Desperately seeking… a human solution from a universal credit robot

It was nine o’clock in the morning on the second day of Universal Credit running in my borough. After some confusion at the main desk I was directed to the room now designated as Universal Credit area. It was surreal: fresh paint, brand-coloured balloons, everyone buzzing and talking loudly- ruffling papers and walking round the office one desk at a time assuring each other. Basically these guys were on a high and if you have ever been to a job centre you will understand just how strange this might look. A member of staff behind me was saying to herself ‘ good jobs these, forever jobs- jobs you stay in forever’ she said it a couple of times as she gladly shuffled her papers and rearranged her hair- ready for the front lines. To pioneer the all new benefit that would see lives changed. I began to feel vaguely hopeful myself, and vowed to investigate just what made this change so great.

After a few weeks I began to have serious doubts, accompanied by fits of anger after trying to explain a human problem to a universal credit robot which kept hanging up on me. I decided that unfortunately this is not a good change, this is a ridiculous change and the overarching problem is the growing lack of human contact.

That of course is not to mention the lack of payment for 44 days, and then the monthly wait for money after that, the lack of support, the general assumption of your criminality, or the contract you have to re-sign weekly promising to meet the demands of the universal credit overlords for fear of losing the minuscule amount of money you are desperately trying to stay alive on for up to three years.

I don’t know how unique my situation is: I have been moving house often and staying with friends as I don’t have a job and therefore can’t afford to live anywhere. It is easier not to tell the job centre about this (advised by my work-coach) as they would move my base job centre each time possibly blocking my account each time. This meant that I spent £90 on travel getting to all the meetings at the Job Centre before I received my monthly £208.This also meant I haven’t been able to survive without loans from friends and eating sandwiches from bins.

But anyway, imagine that I did have a tenancy and could claim housing benefit, maybe even other benefits and so my monthly benefit income was larger and all tidily wrapped into one payment – which is the selling point. I am still faced with this strange problem of lack of human contact. Your assigned work-coach is not allowed to do anything with your account, if you are late you can’t speak to that person, if you have any problem you can’t speak to that person. Instead you call a robot and try to say the right combination of things so that they don’t hang up on you and you can get to the next stages and then hopefully to a human operator who then answers your questions.
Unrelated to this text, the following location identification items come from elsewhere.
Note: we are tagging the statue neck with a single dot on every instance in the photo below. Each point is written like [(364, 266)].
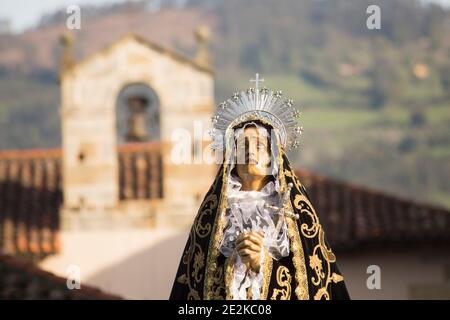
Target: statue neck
[(254, 183)]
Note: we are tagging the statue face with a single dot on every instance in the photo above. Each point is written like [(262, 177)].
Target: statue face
[(253, 154)]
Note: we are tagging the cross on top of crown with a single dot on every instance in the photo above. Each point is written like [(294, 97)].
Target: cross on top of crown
[(257, 80)]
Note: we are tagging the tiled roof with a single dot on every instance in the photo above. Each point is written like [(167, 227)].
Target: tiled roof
[(20, 279), (353, 216), (31, 194)]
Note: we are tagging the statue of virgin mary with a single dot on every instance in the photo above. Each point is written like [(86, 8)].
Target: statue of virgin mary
[(256, 235)]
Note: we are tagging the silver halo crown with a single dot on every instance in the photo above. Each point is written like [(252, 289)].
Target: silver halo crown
[(253, 104)]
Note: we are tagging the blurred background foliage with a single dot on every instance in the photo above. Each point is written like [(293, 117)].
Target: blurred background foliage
[(376, 103)]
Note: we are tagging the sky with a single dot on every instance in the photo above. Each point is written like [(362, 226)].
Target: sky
[(24, 14)]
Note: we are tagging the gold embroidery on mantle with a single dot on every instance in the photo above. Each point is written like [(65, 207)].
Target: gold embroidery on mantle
[(320, 267), (284, 281)]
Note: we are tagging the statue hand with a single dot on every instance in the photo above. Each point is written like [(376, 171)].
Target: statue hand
[(248, 246)]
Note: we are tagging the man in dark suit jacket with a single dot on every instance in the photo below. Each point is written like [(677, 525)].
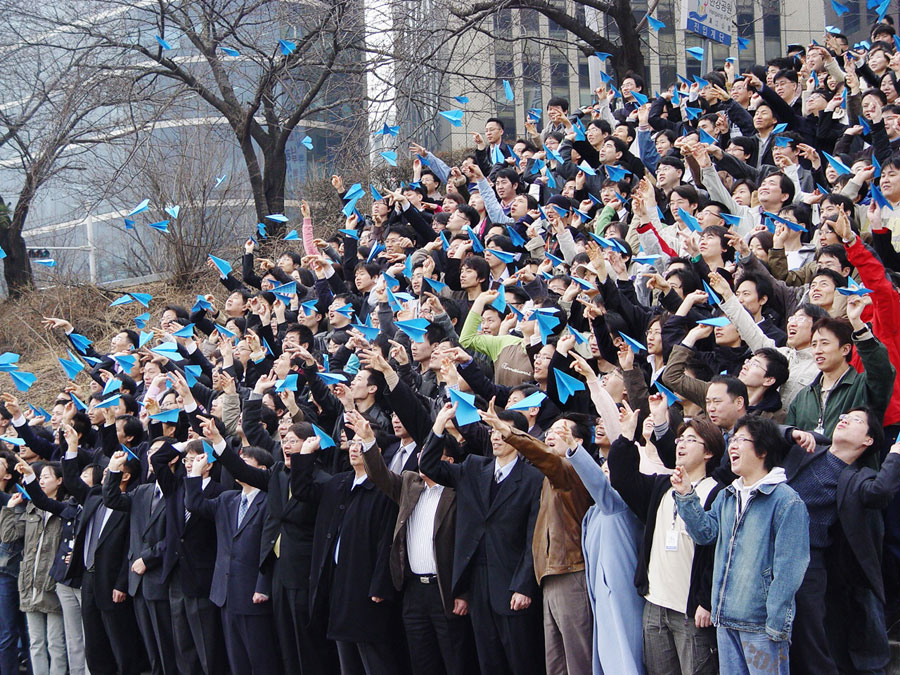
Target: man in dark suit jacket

The second degree of this digitisation is the job searches which all have to be logged online every day with a short description. If for some reason you can’t access a computer or internet that day to prove, in detail, your daily 6 hours of work searches -you guessed it, you will be sanctioned. Often people who are unemployed are depressed, sad, anxious. A recent study found unemployment causes 45,000 suicides worldwide. Daily frenzied typing into a nameless screen for fear of starvation and homelessness is not going to help is it? When I next saw my newly allied work coach I asked her about it – its awful, she said, the more they digitise the more people become just numbers, and to be honest it makes more people drop off which is what they want. Also, she said, I can’t use this new system! We all keep losing all our work records and we are also watched from afar – our information uploaded and looked over by Universal Credit bosses. Its very stressful, she added.

As I left the job centre I thought about how many people, like me, had had a brief moment of hope that the job centre would be helpful, supportive even, under the new system. And how on the contrary, it’s designed to be difficult, degrading and stressful.